When you're building your business, defining your mission statement and core values may feel unnecessary. After all, these are nothing more than feel-good platitudes destined for a slide deck or a brochure someday, right?

In some cases, they may be. Some companies write down a few broad statements, file them away, and think their job is done. That's one of the reasons why only 27 percent of employees say they believe in their organization's stated values, according to a study conducted last year. Even fewer know how to apply their organization's values to their day-to-day work.

Mission and values statements can help to define your company: who you are, who you employ, what you stand for, and where you're going next. But the work isn't in defining your mission and values -- that's the easy part.

In order to bring them to life, your mission and values must be connected in real ways to the day-to-day work of your business. Here are some things we do at my company to help accomplish that and bring our mission and values to life:

Hire for mission and values alignment.

There's virtually nothing more important for a company's success than hiring and keeping great employees. But a great employee isn't just someone who's smart, talented, and hard-working -- they must also believe in the same things you do. Take some time during the interview process to determine how much a candidate supports your company's mission and shares your values. If they don't, they probably will not thrive in the role.

Your mission and values can actually be a valuable asset for recruitment and retention. Many job-seekers today want more than just a paycheck; they are looking for a sense of purpose behind the work they do. If you can articulate what this is, you stand a much better chance of attracting good candidates and inspiring your current team to give it their all every day.

Make them a component of employee reviews.

If you're hiring by your values, you should also be sure to live by them. One of the ways we measure employee performance at Funding Circle is by asking how the person demonstrated each of our five core values: Think smart, make it happen, be open, stand together, and live the adventure. Two of these values are about the work itself -- the other three are about how we work together as a team.

By doing this, we underscore just how seriously we take our values and how critical we think they are to the long-term success of each employee and the business at large. It also gives employees a framework through which to measure their own success and solicit feedback.

Reinforce them through your company culture.

Your mission and values establish a shared sense of purpose that motivates people and serves as the "glue" in a company culture. Every company has its own set of traditions, awards, and events, and these can be great opportunities to communicate your mission and values in an engaging way.

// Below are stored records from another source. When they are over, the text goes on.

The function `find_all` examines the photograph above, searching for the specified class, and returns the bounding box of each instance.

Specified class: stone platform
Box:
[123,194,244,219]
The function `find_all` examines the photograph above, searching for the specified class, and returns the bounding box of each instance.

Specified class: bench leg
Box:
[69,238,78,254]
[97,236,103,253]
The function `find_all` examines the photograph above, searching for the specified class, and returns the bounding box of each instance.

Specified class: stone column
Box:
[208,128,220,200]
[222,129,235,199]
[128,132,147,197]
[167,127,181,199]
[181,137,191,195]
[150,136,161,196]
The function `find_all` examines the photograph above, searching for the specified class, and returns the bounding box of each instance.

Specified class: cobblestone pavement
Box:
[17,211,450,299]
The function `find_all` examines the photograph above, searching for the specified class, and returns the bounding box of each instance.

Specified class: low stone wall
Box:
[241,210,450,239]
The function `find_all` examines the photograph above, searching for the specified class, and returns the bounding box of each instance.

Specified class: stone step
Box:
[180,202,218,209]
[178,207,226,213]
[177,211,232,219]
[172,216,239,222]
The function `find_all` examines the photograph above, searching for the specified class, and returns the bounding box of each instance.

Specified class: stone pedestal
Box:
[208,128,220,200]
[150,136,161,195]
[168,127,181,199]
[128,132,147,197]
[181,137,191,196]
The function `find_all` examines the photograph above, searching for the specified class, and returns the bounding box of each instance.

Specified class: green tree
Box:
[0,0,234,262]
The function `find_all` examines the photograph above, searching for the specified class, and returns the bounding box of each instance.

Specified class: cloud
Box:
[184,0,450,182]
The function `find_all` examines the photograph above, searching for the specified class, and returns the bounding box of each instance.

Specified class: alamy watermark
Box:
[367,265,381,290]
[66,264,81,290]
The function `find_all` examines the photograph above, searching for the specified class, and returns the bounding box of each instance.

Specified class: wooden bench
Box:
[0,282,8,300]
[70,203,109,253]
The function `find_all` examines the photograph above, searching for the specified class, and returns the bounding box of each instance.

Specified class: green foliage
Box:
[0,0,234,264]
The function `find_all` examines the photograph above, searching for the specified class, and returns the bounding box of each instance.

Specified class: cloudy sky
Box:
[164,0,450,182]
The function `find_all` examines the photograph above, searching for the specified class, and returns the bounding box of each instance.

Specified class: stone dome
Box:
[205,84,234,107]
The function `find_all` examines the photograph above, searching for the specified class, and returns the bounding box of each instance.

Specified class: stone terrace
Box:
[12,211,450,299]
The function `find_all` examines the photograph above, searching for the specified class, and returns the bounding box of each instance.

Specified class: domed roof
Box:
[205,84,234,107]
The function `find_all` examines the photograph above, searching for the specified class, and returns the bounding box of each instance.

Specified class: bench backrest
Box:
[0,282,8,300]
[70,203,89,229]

Say you have identified creative thinking as one of your company's values. Why not host a team bonding event at an art class, or hand out awards to recognize the most creative solutions to a problem -- with an unconventional trophy? There are many ways to ingrain your business' values throughout your company culture. Check out AirBNB, who bring their "belong anywhere" mission to life through the design of their office space. There, employees can work and meet in a variety of different city-themed spaces, each with its own special flair.

Demonstrate that they are part of your decision-making process.

As a leader, you should model the behaviors you expect from your team. Alignment with the company's values and mission is no exception. If you don't take them seriously, there's a slim chance that anyone else will.

For example, one of our company's core values is "be open." To model this value, I and other leaders make an effort to clearly communicate our company's goals and progress  -- both the good and the bad -- on a regular basis, and share the context around each hit and miss. How you show your commitment to your own mission and values is up to you, but the important thing is to do it visibly and regularly.

There are many different ways to build a mission and values-centric culture; these are just a few. The important thing to remember is that they can't be empty words on a page. They must be integrated into your company's operations and the experiences of your employees, customers and the world writ large.